Devuan came about after some users felt it had become too desktop-friendly. The change the greybeards objected to most was the decision to replace sysvinit init with systemd, a move felt to betray core Unix principles of user choice and keeping bloat to a bare minimum.
Supporters of init freedom also dispute assertions that systemd is in all ways superior to sysvinit init, arguing that Debian ignored viable alternatives like sinit, openrc, runit, s6 and shepherd. All are therefore included in Devuan.
-- submitted from IRC
(Score: 2) by jmorris on Sunday December 04 2016, @04:39AM
except where it improves is largely in the realm of "nobody cares" (boot time?
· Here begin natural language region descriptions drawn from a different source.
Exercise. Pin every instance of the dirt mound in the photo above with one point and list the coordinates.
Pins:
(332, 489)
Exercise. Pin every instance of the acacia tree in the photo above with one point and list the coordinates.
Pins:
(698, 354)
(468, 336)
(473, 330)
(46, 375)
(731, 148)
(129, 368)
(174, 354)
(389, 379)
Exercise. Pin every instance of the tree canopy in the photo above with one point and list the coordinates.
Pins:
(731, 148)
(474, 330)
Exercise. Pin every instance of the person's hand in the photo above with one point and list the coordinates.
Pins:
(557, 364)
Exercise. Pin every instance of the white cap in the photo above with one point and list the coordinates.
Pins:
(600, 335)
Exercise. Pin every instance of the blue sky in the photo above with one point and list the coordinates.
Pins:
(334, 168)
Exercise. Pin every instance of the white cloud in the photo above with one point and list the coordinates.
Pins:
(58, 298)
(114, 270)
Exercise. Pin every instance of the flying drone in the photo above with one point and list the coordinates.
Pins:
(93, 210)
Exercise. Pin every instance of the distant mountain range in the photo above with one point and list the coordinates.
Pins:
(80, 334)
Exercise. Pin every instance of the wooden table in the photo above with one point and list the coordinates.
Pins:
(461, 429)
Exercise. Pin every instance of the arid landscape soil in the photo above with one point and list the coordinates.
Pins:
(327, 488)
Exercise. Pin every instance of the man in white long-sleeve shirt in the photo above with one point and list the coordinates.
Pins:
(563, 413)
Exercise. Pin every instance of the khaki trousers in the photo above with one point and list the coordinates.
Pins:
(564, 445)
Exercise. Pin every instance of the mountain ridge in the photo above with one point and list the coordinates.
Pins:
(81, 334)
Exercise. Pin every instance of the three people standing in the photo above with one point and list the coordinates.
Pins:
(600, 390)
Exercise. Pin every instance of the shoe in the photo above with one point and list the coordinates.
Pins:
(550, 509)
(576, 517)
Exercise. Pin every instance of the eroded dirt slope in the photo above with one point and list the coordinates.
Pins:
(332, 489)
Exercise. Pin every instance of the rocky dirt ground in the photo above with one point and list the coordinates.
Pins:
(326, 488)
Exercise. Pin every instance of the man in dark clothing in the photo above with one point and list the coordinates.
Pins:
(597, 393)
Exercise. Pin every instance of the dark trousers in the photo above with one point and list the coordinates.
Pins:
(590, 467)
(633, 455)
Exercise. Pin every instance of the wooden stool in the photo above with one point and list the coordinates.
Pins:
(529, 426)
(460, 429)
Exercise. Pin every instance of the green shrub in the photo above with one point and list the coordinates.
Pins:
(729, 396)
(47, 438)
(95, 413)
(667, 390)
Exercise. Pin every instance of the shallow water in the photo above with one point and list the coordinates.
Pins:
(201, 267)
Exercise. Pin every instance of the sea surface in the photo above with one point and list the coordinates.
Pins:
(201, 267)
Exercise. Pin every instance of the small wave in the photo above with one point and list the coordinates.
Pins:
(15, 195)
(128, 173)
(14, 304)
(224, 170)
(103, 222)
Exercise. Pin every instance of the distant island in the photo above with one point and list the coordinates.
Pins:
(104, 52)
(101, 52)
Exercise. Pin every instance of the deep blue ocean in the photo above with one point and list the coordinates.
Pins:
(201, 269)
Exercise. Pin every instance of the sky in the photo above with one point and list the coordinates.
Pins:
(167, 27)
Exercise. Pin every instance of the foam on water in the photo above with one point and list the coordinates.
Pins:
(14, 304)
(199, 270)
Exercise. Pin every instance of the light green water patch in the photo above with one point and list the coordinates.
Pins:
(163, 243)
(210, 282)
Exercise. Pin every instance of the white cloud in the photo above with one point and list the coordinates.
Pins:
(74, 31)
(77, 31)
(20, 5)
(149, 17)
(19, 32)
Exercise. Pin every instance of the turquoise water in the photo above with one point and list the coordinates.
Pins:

When was the last time you rebooted your Linux system?)
Except Devuan even wins on boot time. Installed on an older Thinkpad it goes from grub to the SlimDM login prompt faster than the external LCD can catch up to the mode switching, i.e. screen goes blank after Grub as the kernel switches to the graphical console framebuffer and before it settles and displays an image again, the login prompt is there. This desktop machine I am on right now running Fedora (obviously with systemd) takes much longer to boot.
The problems with Devuan having a formal release seem to mostly be in the installer. Upgrading from Debian has been reliable for some time. And netinstall seems to work too. This has probably delayed the release, not enough pain to motivate the effort to squash the bugs.